I've been using DMT stones for at least five years, and, IMO, they're a great way to go.

I find that I don't even think about what the factory angle was anymore: I grab the knife, think about the job I want to use it for, and a suitable edge begins to emerge/returns soon after.

Freehand sharpening provides the flexibility to adapt to the blade and the job.

David
 
I learned to sharpen freehand about 40 years ago and didn't know there was any other way to do it until about 5 years ago. Can't say that I'm great at it -- don't do it often enough to be great -- but I do a decent job.

The magic marker trick is one of those great, "it's so obvious, why didn't I think of it???" ideas.

Personally, I like diamond hones (I use DMT), because they allow your to use very light pressure (actually, they work best that way). This makes it easier to follow an already established bevel, because the knife will actually move the smoothest over the hone if you have the angle correct.

One thing I do differently that virtually anyone I've ever met is that I like to hold the hone in my left hand, rather than have it flat on a bench. Maybe because that's the way I did it for years with an Arkansas stone that was too small to use as a bench stone; maybe just because I'm weird.

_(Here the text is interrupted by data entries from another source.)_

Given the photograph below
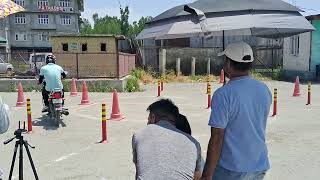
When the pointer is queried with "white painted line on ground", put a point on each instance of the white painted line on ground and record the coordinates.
(66, 157)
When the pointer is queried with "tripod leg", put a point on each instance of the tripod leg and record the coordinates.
(13, 160)
(31, 161)
(21, 161)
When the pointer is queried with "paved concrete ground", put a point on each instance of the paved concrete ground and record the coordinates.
(72, 152)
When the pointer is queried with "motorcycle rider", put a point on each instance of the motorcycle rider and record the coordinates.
(50, 76)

However, I've found that it's easier for me to maintain constant contact between the entire bevel and the hone this way, since I can adjust the angle of the hone as well as the angle of the blade, as needed.
 
dsvirsky said:
...One thing I do differently that virtually anyone I've ever met is that I like to hold the hone in my left hand, rather than have it flat on a bench....


I do the same thing for quick touchups, you get more feedback with both hands.